NEW YORK LIFE INSURANCE COMPANY
By: /s/ S. Xxxxxx Xxxxx
----------------------------
Its: S. Xxxxxx Xxxxx, Director
----------------------------
MUTUAL TRUST LIFE INSURANCE COMPANY
NATIONAL TRAVELERS LIFE COMPANY
GUARANTEE RESERVE LIFE INSURANCE COMPANY
PIONEER MUTUAL LIFE INSURANCE COMPANY
GREAT WESTERN INSURANCE COMPANY
THE CATHOLIC AID ASSOCIATION
THE NORTH WEST LIFE ASSURANCE COMPANY OF CANADA
BY: ADVANTUS CAPITAL MANAGEMENT, INC.
BY: /s/ Xxx X. xx Xxxxxxx
-------------------------------
ITS: VICE PRESIDENT
-------------------------------
LUTHERAN BROTHERHOOD
By: /s/ Xxxx X. Xxxxxxx
-------------------------------
Its: Assistant Vice President
-------------------------------
MODERN WOODMEN OF AMERICA
By: /s/ Xxxxx X. Xxxxxxx
-------------------------------
Its: President, Xxxxx X. Xxxxxxx
-------------------------------
SCHEDULE B
DEFINED TERMS
As used herein, the following terms have the respective meanings set
forth below or set forth in the Section hereof following such term:
"AFFILIATE" means, at any time, and with respect to any Person, (a)

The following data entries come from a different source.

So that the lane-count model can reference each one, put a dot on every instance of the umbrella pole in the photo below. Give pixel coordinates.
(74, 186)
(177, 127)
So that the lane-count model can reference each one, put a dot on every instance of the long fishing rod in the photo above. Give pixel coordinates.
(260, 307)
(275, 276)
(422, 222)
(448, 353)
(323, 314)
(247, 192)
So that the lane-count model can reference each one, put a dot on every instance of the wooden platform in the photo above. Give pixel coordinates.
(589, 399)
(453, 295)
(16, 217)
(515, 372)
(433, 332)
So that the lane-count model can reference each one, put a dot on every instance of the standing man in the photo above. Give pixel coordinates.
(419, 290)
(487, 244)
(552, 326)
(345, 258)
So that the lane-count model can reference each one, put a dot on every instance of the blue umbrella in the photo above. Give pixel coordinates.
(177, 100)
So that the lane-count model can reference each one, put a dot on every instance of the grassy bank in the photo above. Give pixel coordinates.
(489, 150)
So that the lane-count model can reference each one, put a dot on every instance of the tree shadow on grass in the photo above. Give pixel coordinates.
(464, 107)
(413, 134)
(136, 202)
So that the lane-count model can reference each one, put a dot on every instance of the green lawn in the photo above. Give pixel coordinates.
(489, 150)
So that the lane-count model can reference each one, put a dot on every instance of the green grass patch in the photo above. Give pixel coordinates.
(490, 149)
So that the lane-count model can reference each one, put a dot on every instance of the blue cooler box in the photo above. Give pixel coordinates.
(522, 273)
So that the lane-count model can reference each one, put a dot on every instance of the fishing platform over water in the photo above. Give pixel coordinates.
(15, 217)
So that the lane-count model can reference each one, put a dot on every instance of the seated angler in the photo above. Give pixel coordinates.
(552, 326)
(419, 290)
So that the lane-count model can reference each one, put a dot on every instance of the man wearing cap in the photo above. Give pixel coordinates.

any other Person that at such time directly or indirectly through one or more
intermediaries Controls, or is Controlled by, or is under common Control
with, such first Person, and (b) any Person beneficially owning or holding,
directly or indirectly, 5% or more of any class of voting or equity interests
of the Company or any Subsidiary or any corporation of which the Company and
its Subsidiaries beneficially own or hold, in the aggregate, directly or
indirectly, 5% or more of any class of voting or equity interests. As used in
this definition, "CONTROL" means the possession, directly or indirectly, of
the power to direct or cause the direction of the management and policies of
a Person, whether through the ownership of voting securities, by contract or
otherwise. Unless the context otherwise clearly requires, any reference to an
"Affiliate" is a reference to an Affiliate of the Company.
"BUSINESS DAY" means any day other than a Saturday, a Sunday or a
day on which commercial banks in Akron, Ohio, or New York, are required or
authorized to be closed.
"CAPITAL LEASE" means, at any time, a lease with respect to which
the lessee is required concurrently to recognize the acquisition of an asset
and the incurrence of a liability in accordance with GAAP.
"CAPITALIZED LEASE OBLIGATIONS" means the amount of the obligations
of a Person as lessee under all Capital Leases which would be required to be
reflected as a liability on a balance sheet in accordance with GAAP.
"CLOSING" is defined in Section 3.
"CODE" means the Internal Revenue Code of 1986, as amended from time
to time, and the rules and regulations promulgated thereunder from time to
time.
"COMPANY" means X. Xxxxxxxx, Inc., a Delaware corporation.
"CONFIDENTIAL INFORMATION" is defined in Section 20.
"CONSOLIDATED ADJUSTED NET WORTH" means as of the date of any
determination thereof the amount of shareholders' equity as determined in
accordance with GAAP; PROVIDED THAT, in connection with any calculation of
Consolidated Adjusted Net Worth, Consolidated Adjusted Net Worth shall not be
affected by any effects of foreign currency translation adjustments .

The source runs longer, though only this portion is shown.